Petromyzon : P. marinus
Super-ordres fossiles : Ostéostracés, Anaspidés.
Myxinés Myxinoïdés  4 sous-familles : Eptatretinae, Myxininae, Paramyxininae, Quadratinae
Ptéraspidomorphes (fossiles)

Caractères généraux

Le corps est toujours allongé, anguilliforme, recouvert d'une peau nue, lisse et visqueuse, présentant des rangées de pores et de sacs muqueux. Le squelette est cartilagineux ou fibro-cartilagineux, dépourvu de côtes; les mâchoires proprement dites font défaut; il n'existe pas de membres; le crâne n'est pas séparé de la colonne vertébrale. Les branchies sont renfermées dans des poches en forme de bourses ou de sacs, d'où le nom de Marsipobranches, qu'avait donné Charles Bonaparte à ces animaux; ces poches sont au nombre de 6 à 7 de chaque côté; il n'existe pas d'arcs branchiaux. On ne trouve qu'une seule ouverture nasale. Il n'existe pas de bulbe artériel au coeur. La bouche est antérieure, entourée d'une lèvre circulaire, et disposée en forme de suçoir. Le canal digestif est droit, simple, sans appendices caecaux; le pancréas et la rate font défaut.

Anatomie des Agnathes

Le squelette est réduit à ses parties fondamentales les plus essentielles, et n'est formé que par les rudiments cartilagineux de la colonne vertébrale et du crâne. Le rachis est représenté par une corde dorsale permanente qui offre des traces de segmentation par l'apparition de pièces cartilagineuses; du moins, chez les Lamproies proprement dites, trouve-t-on des pièces cartilagineuses, disposées en nombre pair, qui représentent les arcs supérieurs des vertèbres; les côtes sont également représentées par de petites pièces cartilagineuses placées sur la notocorde; en un mot, on a ici ce que l'on voit chez l'embryon des formes de Vertébrés plus complexes. Les rudiments des arcs inférieurs des vertèbres sont également représentés par deux petites pièces qui, dans la région caudale, forment un canal dans lequel s'engagent les vaisseaux.

En avant la corde dorsale, ou notocorde, se termine en pointe à la base des pièces cartilagineuses qui constituent le crâne, lequel n'est pas mobile sur le rachis.

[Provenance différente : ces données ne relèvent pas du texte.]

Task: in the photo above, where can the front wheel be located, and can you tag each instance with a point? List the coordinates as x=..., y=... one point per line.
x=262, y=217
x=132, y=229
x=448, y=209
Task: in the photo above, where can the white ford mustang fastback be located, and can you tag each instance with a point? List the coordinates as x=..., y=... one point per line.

La partie postérieure du cerveau est protégée par une capsule peut développée, dont les appendices montants se réunissent plus ou moins en voûte. Sur la base du crâne s'ajoutent deux capsules cartilagineuses, une de chaque côté, renfermant les organes de l'ouïe; ce sont les capsules auditives. En avant et en bas on voit une pièce qui descend de la base du crâne et qui va rejoindre une autre pièce temporale, de manière à former, chez les Lamproies, une espèce d'arcade sous-orbitaire.

En avant du crâne se trouve une capsule membraneuse ou cartilagineuse qui renferme les organes de l'olfaction; on voit également chez la Lamproie une pièce cordiforme, désignée par Duméril sous le nom de cuilleron, par Huxley, sous le nom de plaque ethmovomérienne; le cuilleron moyen, de Duméril, situé plus en bas et plus en avant, est un cartilage labial accessoire. On voit également en bas une série de pièces en nombre pair qui peuvent être regardées comme des pièces labiales.

Les Marsipobranches n'ayant pas de nageoires paires, l'épaule et le bassin font complètement défaut.

Le cerveau, bien que petit, se différencie cependant nettement de la moelle et présente bien tous les caractères du cerveau des Poissons. Le cerveau antérieur est constitué par deux lobes; les pédoncules olfactifs sont très développés. Le mésencéphale, ou cerveau moyen, forme un lobe impair, à face supérieure convexe; les lobes optiques sont hémisphériques. Le cervelet est très peu développé réduit à une simple bandelette. La moelle allongée, volumineuse en avant, ne montre ni lobules ni renflements.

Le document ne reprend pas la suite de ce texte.